Rationalize the denominator and simplify.
sqrt(6)/4srqrt(3) + sqrt(2) =
I cannot figure out how to do this and simplify. Can someone help me.
Thanks.
To rationalize the denominator and simplify the given expression, we need to get rid of the radical in the denominator.
First, let's simplify the expression:
sqrt(6) / (4 * sqrt(3)) + sqrt(2)
To start rationalizing the denominator, we'll rationalize the first term: sqrt(6) / (4 * sqrt(3)).

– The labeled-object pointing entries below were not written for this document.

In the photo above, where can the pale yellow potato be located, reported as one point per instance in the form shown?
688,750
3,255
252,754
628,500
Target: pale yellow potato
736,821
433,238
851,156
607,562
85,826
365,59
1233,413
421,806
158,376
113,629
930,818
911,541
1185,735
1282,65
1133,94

To rationalize this term, multiply both the numerator and denominator by the conjugate of the denominator, which is sqrt(3):
(sqrt(6) / (4 * sqrt(3))) * (sqrt(3) / sqrt(3))
This gives us:
(sqrt(6) * sqrt(3)) / (4 * sqrt(3) * sqrt(3))
= (sqrt(18)) / (4 * 3)
= (sqrt(9) * sqrt(2)) / 12
= (3 * sqrt(2)) / 12
= (sqrt(2)) / 4
Now, let's simplify the second term: sqrt(2).
Finally, we can combine the simplified terms:
(sqrt(2))/4 + sqrt(2)
= (sqrt(2))/4 + (sqrt(2))/(1)
= (sqrt(2))/4 + (sqrt(2))/(4)
= (sqrt(2) + sqrt(2))/(4)
= (2sqrt(2))/(4)
= sqrt(2)/2
Therefore, the simplified expression is sqrt(2)/2.